So another year has passed. How quickly it happened! But we hope that you did not get bored, and instead took time to learn more about the fascinating gold market. At first glance, 2017 seems to be a dull period for the yellow metal, as it was traded within a narrow range of $1,200-$1,300 for most of the year.

However, all that glitters is not gold, and all that does not fluctuate like Bitcoin is not uninteresting. Actually, the price of bullion gained more than 12 percent, as one can see in the chart below.

Chart 1: Gold prices (London P.M. Fix) over the last twelve months.

Surely, compared to Bitcoin’s enormous rally it is a humble performance. But we can look at this from another point of view. Gold prices rose despite the competition from the cryptocurrencies. And they increased despite, also, the Fed’s tightening cycle, subdued inflation, tightening labor markets, the stock market boom and accelerating global growth. Hence, gold’s performance is actually quite impressive given the unfavorable macroeconomic environment.

Moreover, gold gained slightly more than in 2016. And all 2017’s lows were higher than the bottoms formed in December 2016. It looks encouraging, but, on the other hand, gold failed to escape the $1,300 ceiling in a sustained manner.
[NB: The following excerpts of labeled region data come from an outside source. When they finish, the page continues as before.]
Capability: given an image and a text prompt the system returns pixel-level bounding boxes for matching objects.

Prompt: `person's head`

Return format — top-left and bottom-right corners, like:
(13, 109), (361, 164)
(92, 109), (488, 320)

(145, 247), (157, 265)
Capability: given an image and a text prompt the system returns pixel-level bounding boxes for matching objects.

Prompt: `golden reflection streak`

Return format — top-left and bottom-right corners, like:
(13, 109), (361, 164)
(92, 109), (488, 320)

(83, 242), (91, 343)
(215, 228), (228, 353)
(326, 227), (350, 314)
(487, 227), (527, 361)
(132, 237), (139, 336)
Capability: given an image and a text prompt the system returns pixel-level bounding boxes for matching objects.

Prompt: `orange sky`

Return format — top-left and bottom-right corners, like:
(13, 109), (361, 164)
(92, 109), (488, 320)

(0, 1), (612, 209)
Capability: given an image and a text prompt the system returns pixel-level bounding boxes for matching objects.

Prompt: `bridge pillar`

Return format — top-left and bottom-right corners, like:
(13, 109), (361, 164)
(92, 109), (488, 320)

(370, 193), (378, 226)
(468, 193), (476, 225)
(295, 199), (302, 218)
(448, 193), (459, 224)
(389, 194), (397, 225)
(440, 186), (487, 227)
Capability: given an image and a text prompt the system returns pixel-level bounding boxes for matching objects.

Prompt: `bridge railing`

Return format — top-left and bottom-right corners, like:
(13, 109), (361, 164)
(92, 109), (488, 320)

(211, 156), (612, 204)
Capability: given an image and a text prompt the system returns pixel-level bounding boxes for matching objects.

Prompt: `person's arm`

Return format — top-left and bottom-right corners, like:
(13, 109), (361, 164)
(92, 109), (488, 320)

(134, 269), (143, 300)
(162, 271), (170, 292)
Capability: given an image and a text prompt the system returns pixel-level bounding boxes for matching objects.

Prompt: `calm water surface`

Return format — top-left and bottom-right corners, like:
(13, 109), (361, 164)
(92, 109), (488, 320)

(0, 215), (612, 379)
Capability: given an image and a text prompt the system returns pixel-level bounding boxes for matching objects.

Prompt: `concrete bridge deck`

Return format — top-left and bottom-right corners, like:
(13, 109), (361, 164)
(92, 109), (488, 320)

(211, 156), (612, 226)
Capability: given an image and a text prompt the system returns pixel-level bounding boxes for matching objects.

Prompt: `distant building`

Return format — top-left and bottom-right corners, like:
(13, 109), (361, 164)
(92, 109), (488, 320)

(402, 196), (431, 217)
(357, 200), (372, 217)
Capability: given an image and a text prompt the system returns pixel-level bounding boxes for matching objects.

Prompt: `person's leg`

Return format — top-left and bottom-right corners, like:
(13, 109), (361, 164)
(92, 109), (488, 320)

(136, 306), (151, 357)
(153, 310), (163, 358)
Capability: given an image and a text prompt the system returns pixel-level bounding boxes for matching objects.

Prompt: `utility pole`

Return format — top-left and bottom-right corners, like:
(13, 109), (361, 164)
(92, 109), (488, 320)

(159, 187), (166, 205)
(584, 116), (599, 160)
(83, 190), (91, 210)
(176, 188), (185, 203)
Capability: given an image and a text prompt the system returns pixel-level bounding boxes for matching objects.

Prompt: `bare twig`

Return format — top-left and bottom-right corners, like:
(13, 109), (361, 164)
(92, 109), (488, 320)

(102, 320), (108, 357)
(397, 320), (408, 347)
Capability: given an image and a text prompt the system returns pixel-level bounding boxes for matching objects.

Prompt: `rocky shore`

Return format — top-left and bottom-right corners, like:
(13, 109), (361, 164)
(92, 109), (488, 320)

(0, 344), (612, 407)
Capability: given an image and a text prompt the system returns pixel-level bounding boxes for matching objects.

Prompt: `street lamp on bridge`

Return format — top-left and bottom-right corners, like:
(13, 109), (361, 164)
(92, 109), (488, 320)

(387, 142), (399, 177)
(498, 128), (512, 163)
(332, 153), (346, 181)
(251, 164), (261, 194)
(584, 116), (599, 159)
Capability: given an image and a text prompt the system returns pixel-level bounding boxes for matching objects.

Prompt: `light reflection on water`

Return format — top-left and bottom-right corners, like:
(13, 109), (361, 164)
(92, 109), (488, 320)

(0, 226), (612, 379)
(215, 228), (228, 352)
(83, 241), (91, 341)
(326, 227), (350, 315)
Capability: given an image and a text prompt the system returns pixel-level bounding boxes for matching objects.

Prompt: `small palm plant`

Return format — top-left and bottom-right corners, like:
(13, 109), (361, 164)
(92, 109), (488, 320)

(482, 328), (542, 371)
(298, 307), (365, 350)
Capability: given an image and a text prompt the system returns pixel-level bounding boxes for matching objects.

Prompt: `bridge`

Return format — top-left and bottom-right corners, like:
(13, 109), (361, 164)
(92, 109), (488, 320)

As in the previous year, the first two months of 2017 were excellent for gold as the shiny metal found a bottom of only $1,132 after the FOMC meeting in December and the second interest rate hike since the Great Recession. From then, the shiny metal has been in an upward trend (although with some ups and down on the way due to the uncertainty about the North Korea, changing prospects of the U.S. tax reform or the French presidential elections, and the actions of the Fed and the ECB), reaching a peak at $1,346 in early September in the aftermath of the sixth North Korean nuclear test. Since then, the shiny metal has been in a downward trend triggered by the rebound in the risk appetite among investors (see the chart below) and in the U.S. dollar index, confirming the impact of the greenback’s value on the price of gold and the latter’s role as a safe-haven asset.